Son œuvre la plus célèbre, Zaat (1992), retrace l'histoire contemporaine de l'Égypte, de la chute de la monarchie en 1952 aux années Moubarak, à travers le regard d'une femme de la classe moyenne. Adapté à l'écran en 2013, ce récit a trouvé un écho particulier auprès de la jeunesse égyptienne, marquée par le Printemps arabe de 2011.

Une plume critique et engagée

Écrivain frondeur, Ibrahim a payé cher ses convictions politiques. Sous le régime de Gamal Abdel Nasser, ses engagements de gauche lui valent cinq années de prison, expérience qui inspire son premier roman, Cette odeur-là (1966), longtemps interdit. En 2003, il refuse un prestigieux prix littéraire du gouvernement Moubarak, dénonçant un pouvoir qui, selon lui, "opprime son peuple, entretient la corruption et tolère la présence d'un ambassadeur israélien alors qu'Israël tue et viole", en référence aux abus présumés commis dans les Territoires palestiniens pendant la deuxième intifada.
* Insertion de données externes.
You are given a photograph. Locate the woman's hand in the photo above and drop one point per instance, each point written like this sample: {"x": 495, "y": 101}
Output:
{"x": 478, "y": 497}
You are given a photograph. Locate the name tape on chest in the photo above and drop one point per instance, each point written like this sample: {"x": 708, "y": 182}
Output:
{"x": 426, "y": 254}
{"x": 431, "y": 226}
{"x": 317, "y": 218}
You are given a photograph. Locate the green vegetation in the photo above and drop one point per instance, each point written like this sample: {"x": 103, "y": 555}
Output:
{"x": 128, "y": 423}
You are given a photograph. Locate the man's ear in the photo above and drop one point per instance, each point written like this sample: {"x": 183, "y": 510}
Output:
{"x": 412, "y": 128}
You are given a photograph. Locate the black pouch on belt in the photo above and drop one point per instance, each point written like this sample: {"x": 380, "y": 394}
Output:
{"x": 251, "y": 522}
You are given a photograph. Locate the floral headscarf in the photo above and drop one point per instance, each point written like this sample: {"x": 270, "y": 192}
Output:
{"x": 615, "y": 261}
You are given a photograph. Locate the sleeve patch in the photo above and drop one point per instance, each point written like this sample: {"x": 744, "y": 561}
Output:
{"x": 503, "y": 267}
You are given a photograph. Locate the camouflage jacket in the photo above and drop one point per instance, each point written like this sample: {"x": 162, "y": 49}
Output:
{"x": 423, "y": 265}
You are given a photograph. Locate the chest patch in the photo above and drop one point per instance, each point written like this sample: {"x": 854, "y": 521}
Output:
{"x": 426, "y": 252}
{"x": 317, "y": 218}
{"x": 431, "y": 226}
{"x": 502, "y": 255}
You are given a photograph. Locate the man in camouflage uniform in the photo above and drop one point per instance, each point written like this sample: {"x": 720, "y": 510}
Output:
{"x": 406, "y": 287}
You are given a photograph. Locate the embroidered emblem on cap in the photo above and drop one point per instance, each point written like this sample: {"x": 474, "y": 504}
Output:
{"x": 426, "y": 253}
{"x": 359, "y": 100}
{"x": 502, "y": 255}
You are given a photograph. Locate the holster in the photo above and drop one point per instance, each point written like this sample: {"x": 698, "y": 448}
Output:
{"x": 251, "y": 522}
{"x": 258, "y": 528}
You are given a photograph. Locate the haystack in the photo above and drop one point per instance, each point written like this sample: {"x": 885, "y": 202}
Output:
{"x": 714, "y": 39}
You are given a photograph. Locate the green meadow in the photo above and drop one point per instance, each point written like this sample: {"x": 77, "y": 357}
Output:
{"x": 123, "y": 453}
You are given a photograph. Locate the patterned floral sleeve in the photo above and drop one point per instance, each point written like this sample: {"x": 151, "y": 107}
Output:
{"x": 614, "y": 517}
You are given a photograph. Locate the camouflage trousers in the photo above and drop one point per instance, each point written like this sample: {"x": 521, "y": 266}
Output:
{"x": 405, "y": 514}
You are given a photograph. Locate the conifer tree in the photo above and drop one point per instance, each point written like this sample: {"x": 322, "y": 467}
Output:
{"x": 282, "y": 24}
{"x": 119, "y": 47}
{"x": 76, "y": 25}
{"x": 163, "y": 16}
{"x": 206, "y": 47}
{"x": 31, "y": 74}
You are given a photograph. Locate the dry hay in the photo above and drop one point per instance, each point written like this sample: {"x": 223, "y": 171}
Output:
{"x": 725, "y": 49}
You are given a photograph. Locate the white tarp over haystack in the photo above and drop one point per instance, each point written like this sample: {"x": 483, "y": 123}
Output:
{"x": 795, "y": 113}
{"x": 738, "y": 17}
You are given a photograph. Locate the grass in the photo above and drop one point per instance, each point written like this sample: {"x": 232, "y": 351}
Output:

Au fil des décennies, Sonallah Ibrahim a bâti une œuvre dense et variée, mêlant satire, mémoire personnelle et chronique sociale. Parmi ses titres marquants figurent Le Comité (1981), satire kafkaïenne de la bureaucratie et de la surveillance, et Le Petit Voyeur (2007), récit semi-autobiographique évoquant son enfance durant la Seconde Guerre mondiale. Sa disparition laisse un vide considérable dans le paysage littéraire égyptien et arabe, où il restera comme l'un des témoins les plus lucides et intransigeants de son temps.